From: | "Hayato Kuroda (Fujitsu)" <kuroda(dot)hayato(at)fujitsu(dot)com> |
---|---|
To: | 'Nisha Moond' <nisha(dot)moond412(at)gmail(dot)com> |
Cc: | vignesh C <vignesh21(at)gmail(dot)com>, shveta malik <shveta(dot)malik(at)gmail(dot)com>, Bharath Rupireddy <bharath(dot)rupireddyforpostgres(at)gmail(dot)com>, Amit Kapila <amit(dot)kapila16(at)gmail(dot)com>, Ajin Cherian <itsajin(at)gmail(dot)com>, Bertrand Drouvot <bertranddrouvot(dot)pg(at)gmail(dot)com>, Masahiko Sawada <sawada(dot)mshk(at)gmail(dot)com>, Nathan Bossart <nathandbossart(at)gmail(dot)com>, PostgreSQL Hackers <pgsql-hackers(at)lists(dot)postgresql(dot)org>, Peter Smith <smithpb2250(at)gmail(dot)com> |
Subject: | RE: Introduce XID age and inactive timeout based replication slot invalidation |
Date: | 2024-11-28 07:59:21 |
Message-ID: | TYAPR01MB56927564EEE26E5433198405F5292@TYAPR01MB5692.jpnprd01.prod.outlook.com |
Views: | Raw Message | Whole Thread | Download mbox | Resend email |
Thread: | |
Lists: | pgsql-hackers |
Dear Nisha,
>
> Attached v51 patch-set addressing all comments in [1] and [2].
>
Thanks for working on the feature! I've stated to review the patch.
Here are my comments - sorry if there are something which have already been discussed.

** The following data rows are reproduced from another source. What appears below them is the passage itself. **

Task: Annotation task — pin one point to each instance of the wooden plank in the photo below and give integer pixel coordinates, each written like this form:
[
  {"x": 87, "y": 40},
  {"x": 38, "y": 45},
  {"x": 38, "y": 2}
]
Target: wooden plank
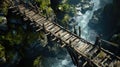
[
  {"x": 67, "y": 37},
  {"x": 83, "y": 47},
  {"x": 57, "y": 29},
  {"x": 48, "y": 24},
  {"x": 75, "y": 41},
  {"x": 59, "y": 33},
  {"x": 53, "y": 29},
  {"x": 49, "y": 27},
  {"x": 88, "y": 49},
  {"x": 39, "y": 19},
  {"x": 63, "y": 34}
]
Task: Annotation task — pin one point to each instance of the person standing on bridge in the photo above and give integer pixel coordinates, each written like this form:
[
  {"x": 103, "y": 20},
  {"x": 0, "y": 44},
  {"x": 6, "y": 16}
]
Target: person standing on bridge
[{"x": 98, "y": 41}]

The thread is too long to follow correctly.
Comments for 0001
=============
01. binary_upgrade_logical_slot_has_caught_up
ISTM that error_if_invalid is set to true when the slot can be moved forward, otherwise
it is set to false. Regarding the binary_upgrade_logical_slot_has_caught_up, however,
only valid slots will be passed to the funciton (see pg_upgrade/info.c) so I feel
it is OK to set to true. Thought?
02. ReplicationSlotAcquire
According to other functions, we are adding to a note to the translator when
parameters represent some common nouns, GUC names. I feel we should add a comment
for RS_INVAL_WAL_LEVEL part based on it.
Comments for 0002
=============
03. check_replication_slot_inactive_timeout
Can we overwrite replication_slot_inactive_timeout to zero when pg_uprade (and also
pg_createsubscriber?) starts a server process? Several parameters have already been
specified via -c option at that time. This can avoid an error while the upgrading.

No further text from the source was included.